Renowned for its closed ecosystem, Apple is routinely accused of taking advantage of its market position to implement anti-competitive policies. The EU’s upcoming Digital Markets Act aims to put a stop to such practices by tech giants.

Under the EU’s act, Apple will be forced to allow third-party app stores to be “sideloaded” on its devices. Microsoft is already making preparations to launch its own third-party mobile app store on iOS and Android after the EU’s law comes into effect.

In 2022, Bloomberg reported that Apple was considering a significant alteration to the iOS ecosystem, allowing users to sideload apps from various sources—a practice already prevalent on other platforms.

The rumours indicated that Apple’s approach would include implementing security requirements for apps distributed outside of the App Store, akin to those found on macOS. Moreover, the initial reports suggested that sideloading would be exclusive to EU countries, in response to regulatory pressure.

Following the unveiling of iOS 17 at the Worldwide Developers Conference (WWDC) 2023, the absence of sideloading in the first beta surprised many. However, during a podcast interview, Apple’s VP of Software Engineering, Craig Federighi, hinted at the company’s willingness to cooperate with the EU:

Federighi emphasised the importance of aligning with the EU’s requirements and indicated that discussions on compliance were underway. Although not explicitly confirmed, his statements strongly suggested that sideloading might be implemented in iOS 17 further down the line.

Apple has historically resisted sideloading due to concerns about user security and its revenue streams from the App Store. The App Store has been a lucrative platform for developers, who pay commissions of up to 30 percent on each sale.

In a letter to lawmakers last year, cybersecurity expert Bruce Schneier said that Apple’s concerns about sideloading were “unfounded” and that it’s “simply not true” that legislation such as the EU’s puts user privacy and security at risk.

“It’s fairer to say that this legislation puts those companies’ extractive business models at risk.
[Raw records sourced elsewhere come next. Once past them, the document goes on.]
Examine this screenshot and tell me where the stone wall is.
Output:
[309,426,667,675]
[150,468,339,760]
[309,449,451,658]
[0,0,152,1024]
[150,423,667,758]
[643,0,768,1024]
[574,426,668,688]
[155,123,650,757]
Their claims about risks to privacy and security are both false and disingenuous and motivated by their own self-interest and not the public interest,” wrote Schneier.

“App store monopolies cannot protect users from every risk, and they frequently prevent the distribution of important tools that actually enhance security. Furthermore, the alleged risks of third-party app stores and ‘side-loading’ apps pale in comparison to their benefits.

“These bills will encourage competition, prevent monopolist extortion, and guarantee users a new right to digital self-determination.”

Apple’s potential move towards sideloading represents a significant shift for the company and the iOS ecosystem. As regulatory pressures mount, Apple’s compliance with the EU’s demands suggests that change may be on the horizon.

However, how Apple navigates the implementation of sideloading and its impact on the App Store’s revenue model remain to be seen.